3.7.1 Inheritance — Atlas — Professor Clive

Inheritance is the transmission of alleles between generations and the prediction of offspring phenotype ratios from the rules of dominance, sex-linkage, linkage, and epistasis. The same five-line cross discipline runs every kind of cross AQA tests; only the ratios change with the rules.

Read this topic as an analogy.

Picture each parent as a holder of a deck of paired cards. The deck has many slots, and in each slot the parent holds two cards: one inherited from their mother, one from their father. When the parent makes a gamete, they deal one card from each slot at random into the gamete. Fertilisation combines two gametes; the offspring now has a new pair of cards in every slot, one card from each parent.

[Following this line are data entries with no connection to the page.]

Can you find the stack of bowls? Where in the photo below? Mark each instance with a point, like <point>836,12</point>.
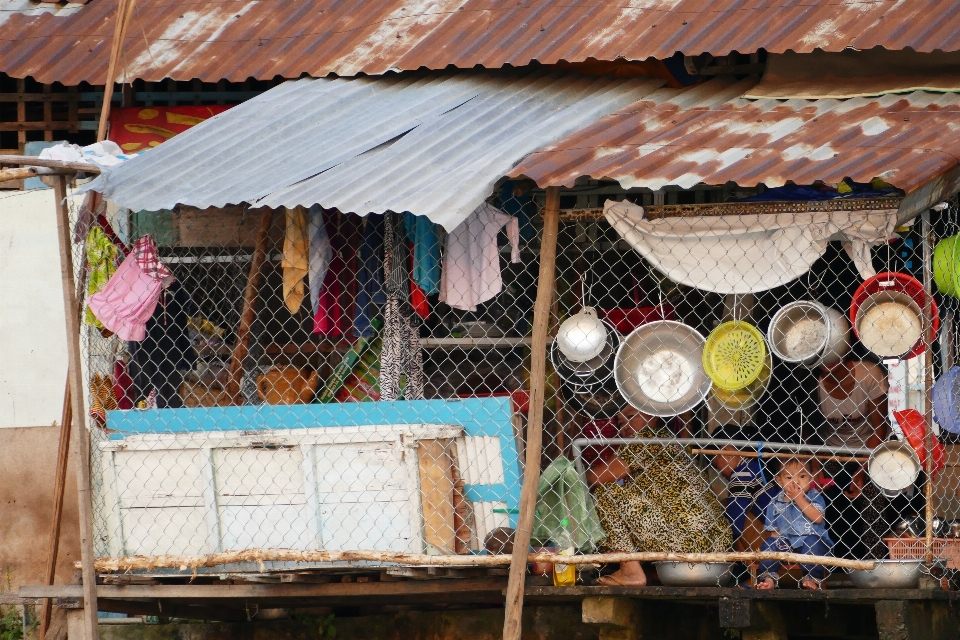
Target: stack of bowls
<point>659,368</point>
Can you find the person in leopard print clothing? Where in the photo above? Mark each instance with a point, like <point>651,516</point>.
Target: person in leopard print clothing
<point>654,498</point>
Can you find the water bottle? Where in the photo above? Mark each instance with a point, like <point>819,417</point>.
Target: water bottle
<point>565,575</point>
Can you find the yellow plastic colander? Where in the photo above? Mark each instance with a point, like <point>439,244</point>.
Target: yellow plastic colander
<point>734,355</point>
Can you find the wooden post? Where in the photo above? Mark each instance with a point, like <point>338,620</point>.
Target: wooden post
<point>928,377</point>
<point>124,11</point>
<point>248,313</point>
<point>81,437</point>
<point>531,469</point>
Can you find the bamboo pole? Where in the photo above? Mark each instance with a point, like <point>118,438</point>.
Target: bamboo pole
<point>80,435</point>
<point>538,362</point>
<point>124,11</point>
<point>261,556</point>
<point>928,378</point>
<point>781,456</point>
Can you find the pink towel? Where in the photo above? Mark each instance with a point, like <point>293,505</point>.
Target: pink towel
<point>127,301</point>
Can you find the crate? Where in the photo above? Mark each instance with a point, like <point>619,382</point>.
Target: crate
<point>915,548</point>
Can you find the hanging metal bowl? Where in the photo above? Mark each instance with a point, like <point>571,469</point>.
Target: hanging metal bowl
<point>659,368</point>
<point>591,373</point>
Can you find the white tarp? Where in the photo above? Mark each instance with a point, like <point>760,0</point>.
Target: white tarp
<point>748,253</point>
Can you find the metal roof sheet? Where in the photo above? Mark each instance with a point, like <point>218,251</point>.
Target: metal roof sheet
<point>433,144</point>
<point>239,39</point>
<point>710,135</point>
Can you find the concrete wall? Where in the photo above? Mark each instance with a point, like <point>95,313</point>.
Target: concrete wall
<point>28,458</point>
<point>33,351</point>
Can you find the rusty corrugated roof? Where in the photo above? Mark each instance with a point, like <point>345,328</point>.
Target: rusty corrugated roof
<point>240,39</point>
<point>707,134</point>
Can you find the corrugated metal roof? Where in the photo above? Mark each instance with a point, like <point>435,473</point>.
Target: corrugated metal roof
<point>708,135</point>
<point>433,144</point>
<point>239,39</point>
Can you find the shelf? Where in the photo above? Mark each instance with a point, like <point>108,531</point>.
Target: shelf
<point>473,343</point>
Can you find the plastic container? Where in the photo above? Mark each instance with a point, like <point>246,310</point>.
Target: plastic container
<point>565,575</point>
<point>900,289</point>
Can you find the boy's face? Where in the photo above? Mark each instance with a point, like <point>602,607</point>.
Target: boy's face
<point>726,464</point>
<point>795,475</point>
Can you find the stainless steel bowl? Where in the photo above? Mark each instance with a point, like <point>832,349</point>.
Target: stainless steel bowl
<point>659,368</point>
<point>889,574</point>
<point>695,574</point>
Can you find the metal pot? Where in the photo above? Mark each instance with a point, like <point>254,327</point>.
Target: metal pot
<point>893,465</point>
<point>889,574</point>
<point>582,336</point>
<point>695,574</point>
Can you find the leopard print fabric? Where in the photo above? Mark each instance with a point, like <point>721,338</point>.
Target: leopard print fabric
<point>665,504</point>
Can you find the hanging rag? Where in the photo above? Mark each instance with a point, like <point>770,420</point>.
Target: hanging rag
<point>321,252</point>
<point>401,360</point>
<point>370,290</point>
<point>425,236</point>
<point>337,298</point>
<point>748,253</point>
<point>471,260</point>
<point>562,494</point>
<point>295,258</point>
<point>101,264</point>
<point>160,359</point>
<point>130,297</point>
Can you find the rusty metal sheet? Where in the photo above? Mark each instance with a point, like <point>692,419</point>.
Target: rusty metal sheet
<point>240,39</point>
<point>709,135</point>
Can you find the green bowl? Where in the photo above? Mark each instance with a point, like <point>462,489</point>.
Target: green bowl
<point>946,266</point>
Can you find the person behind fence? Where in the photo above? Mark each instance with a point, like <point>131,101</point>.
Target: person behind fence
<point>652,497</point>
<point>795,518</point>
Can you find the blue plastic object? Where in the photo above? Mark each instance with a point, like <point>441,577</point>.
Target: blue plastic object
<point>946,400</point>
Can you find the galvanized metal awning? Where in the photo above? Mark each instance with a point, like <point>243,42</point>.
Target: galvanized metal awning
<point>432,144</point>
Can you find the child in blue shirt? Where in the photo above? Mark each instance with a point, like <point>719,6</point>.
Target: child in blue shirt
<point>795,517</point>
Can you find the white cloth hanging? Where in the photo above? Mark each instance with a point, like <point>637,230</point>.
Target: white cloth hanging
<point>471,259</point>
<point>748,253</point>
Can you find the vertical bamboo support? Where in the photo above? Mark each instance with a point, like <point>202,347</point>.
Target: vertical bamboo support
<point>538,362</point>
<point>80,435</point>
<point>928,378</point>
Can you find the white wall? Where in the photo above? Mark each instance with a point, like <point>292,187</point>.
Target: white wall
<point>33,352</point>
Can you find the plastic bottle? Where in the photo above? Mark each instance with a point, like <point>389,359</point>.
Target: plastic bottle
<point>565,575</point>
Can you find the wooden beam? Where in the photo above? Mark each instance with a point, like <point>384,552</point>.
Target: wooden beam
<point>248,313</point>
<point>81,437</point>
<point>531,469</point>
<point>33,161</point>
<point>935,190</point>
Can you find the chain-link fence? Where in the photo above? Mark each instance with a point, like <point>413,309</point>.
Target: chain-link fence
<point>269,385</point>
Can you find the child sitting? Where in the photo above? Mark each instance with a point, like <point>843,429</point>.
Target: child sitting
<point>795,517</point>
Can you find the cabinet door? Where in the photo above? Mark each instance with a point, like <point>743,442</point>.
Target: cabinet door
<point>368,496</point>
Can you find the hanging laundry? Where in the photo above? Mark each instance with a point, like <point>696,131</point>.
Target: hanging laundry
<point>471,260</point>
<point>160,359</point>
<point>101,264</point>
<point>295,258</point>
<point>401,360</point>
<point>129,298</point>
<point>321,252</point>
<point>369,276</point>
<point>336,304</point>
<point>425,236</point>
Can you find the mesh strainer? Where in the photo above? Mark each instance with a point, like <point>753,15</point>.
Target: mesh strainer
<point>734,355</point>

The phenotype the offspring displays is decided by the cards in each slot and the dominance rules for those cards. A dominant card overrides its partner: present in either copy, it decides the slot's display. A recessive card only shows up if both cards in the slot are recessive. Codominant cards both contribute to the slot's display at the same time.

Two heterozygous parents (each holding one dominant and one recessive card in a slot) deal at random. The offspring slot pairs come out as 1 dominant-dominant : 2 dominant-recessive : 1 recessive-recessive, and three of those four display the dominant phenotype. That is the 3:1 ratio. Two slots dealing independently give the 9:3:3:1 ratio of a dihybrid cross.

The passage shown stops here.